Emergency management folks say the public only prepares for extreme conditions after experiencing an extreme event. Here on Colorado's Front Range, some officials (even meteorologists) said that before the big flood of September 2013 they could not fathom any flood could hit with such heavy, continuous rain and produce such catastrophic flooding. We got more rain in a few days than we often get in a year. Most of us were unprepared. Topsoil, crops, burn scars washed away or were waterlogged for a couple of years, streambank trees fell into streams and, along with heavy debris flows, altered their course, permanent gullies formed.

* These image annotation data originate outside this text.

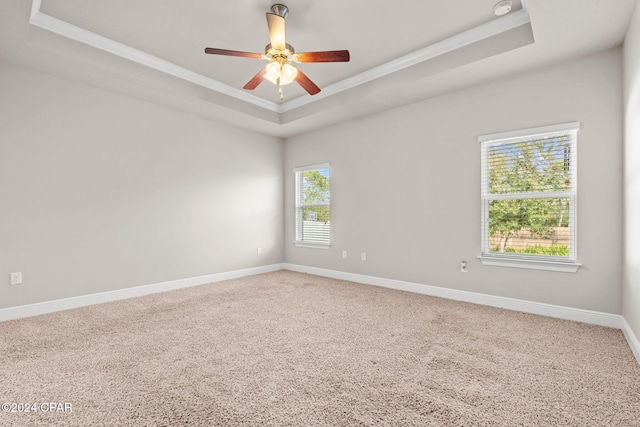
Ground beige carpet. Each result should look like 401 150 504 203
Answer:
0 271 640 426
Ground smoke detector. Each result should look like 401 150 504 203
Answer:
493 0 513 16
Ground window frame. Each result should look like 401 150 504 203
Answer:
293 162 333 249
478 122 581 273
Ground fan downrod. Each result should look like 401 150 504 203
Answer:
271 3 289 18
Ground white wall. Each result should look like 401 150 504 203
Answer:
285 49 622 314
622 4 640 337
0 62 283 308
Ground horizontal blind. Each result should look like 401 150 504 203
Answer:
481 126 577 260
294 164 331 244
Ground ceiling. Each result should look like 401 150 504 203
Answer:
0 0 635 137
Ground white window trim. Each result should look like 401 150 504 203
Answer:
478 122 582 273
293 163 333 249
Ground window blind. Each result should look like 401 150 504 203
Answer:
479 123 578 261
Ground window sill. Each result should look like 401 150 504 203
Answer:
478 255 582 273
293 241 331 249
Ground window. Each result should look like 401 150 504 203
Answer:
478 123 579 272
294 163 331 249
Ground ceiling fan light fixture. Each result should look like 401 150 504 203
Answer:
280 64 298 85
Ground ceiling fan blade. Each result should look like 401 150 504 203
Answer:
242 68 267 90
267 13 287 50
296 68 320 95
204 47 262 59
298 50 351 62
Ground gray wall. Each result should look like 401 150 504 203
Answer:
622 4 640 338
285 49 622 314
0 63 283 308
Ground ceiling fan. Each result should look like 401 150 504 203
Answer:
204 4 350 101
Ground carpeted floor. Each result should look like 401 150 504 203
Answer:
0 271 640 426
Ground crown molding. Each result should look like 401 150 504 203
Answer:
29 0 531 114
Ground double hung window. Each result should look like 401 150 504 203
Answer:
294 163 331 248
478 123 579 271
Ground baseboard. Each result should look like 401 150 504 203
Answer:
0 264 284 322
283 263 622 329
620 317 640 364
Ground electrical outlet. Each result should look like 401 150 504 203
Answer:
11 272 22 285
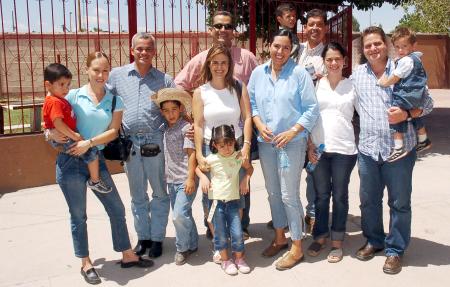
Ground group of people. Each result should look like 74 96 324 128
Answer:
43 4 433 284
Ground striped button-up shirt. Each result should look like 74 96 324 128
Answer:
351 59 433 161
248 58 319 142
108 63 175 135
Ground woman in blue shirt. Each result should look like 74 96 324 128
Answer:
56 52 153 284
248 30 319 270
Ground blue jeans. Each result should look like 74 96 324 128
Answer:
305 172 317 218
212 200 244 252
125 132 170 241
358 149 417 256
312 152 357 241
167 183 198 252
56 153 131 258
258 138 306 240
389 118 425 133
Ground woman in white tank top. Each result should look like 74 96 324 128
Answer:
192 44 252 268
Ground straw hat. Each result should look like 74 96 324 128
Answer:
152 88 192 115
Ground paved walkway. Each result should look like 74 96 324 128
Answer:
0 90 450 287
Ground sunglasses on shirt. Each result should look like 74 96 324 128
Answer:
213 23 234 30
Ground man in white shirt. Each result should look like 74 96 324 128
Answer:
298 9 327 77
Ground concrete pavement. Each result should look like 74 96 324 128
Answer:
0 90 450 287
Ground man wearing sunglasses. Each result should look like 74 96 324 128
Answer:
174 11 258 245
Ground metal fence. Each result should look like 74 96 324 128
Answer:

Anna Lappe writes of a similar time in the Foreword to Mark Shepard's book, Restoration Agriculture: “...powerful rainstorms had devastated farmland and left the state footing a bill for millions of dollars in flood relief...I'd driven by enough flooded fields...I assumed Mark had faced the same fate. Imagine my surprise when I [found] Mark and an intern joking around, grinning from ear to ear. These were not the faces of farmers in despair. While New Forest Farm had been pelted with the same rain that had crushed neighbors across the road and left dark brown gullies in its wake, Mark's fields were relatively undamaged. In fact, a few of his crops had never been better.
How did Mark prosper while his neighbors suffered? I was eager to know because the answer, I believed, could hold a key for rethinking farming in a climate-unstable world.”
In brief, Mark designed his farm according to ecosystem principles. He began with a bare, eroding piece of hilly land, badly degraded from previous owners' industrial monocropping practices. Using Keyline Design on the hills, he ripped the soil on amplified contour and planted a forest of edible nut and fruit trees and shrubs, and edible vines. Strong tree roots hold soil in place and all increase the photosynthetic capacity of the land, which in turn helps increase carbon sequestration and humus formation, essential for holding water in the soil.
Diverse perennial and annual crops and pasture grasses planted beneath and between tree rows and multi-species rotational grazing further increased the microbe-mediated fertility of the land and its capacity to hold and infiltrate water and to slow and spread it, as it can do in all soil types. Thanks to all the living roots and the ever-increasing percentage of stable organic matter, his crops and soil hold steady in gullywashers and flash floods.
On a smaller scale, gardeners apply the same principles when we install raingardens, bioswales, bioretention ponds, or implement other basic water-harvesting techniques of our choice or design, ancient and modern. Permeable pavement and green roofs can add to our options. Gardeners are capable of preventing and mitigating gully formation, erosion, and crop loss from severe rain events and flooding by building soil water-holding capacity and fertility in our gardens, orchards, and home landscapes.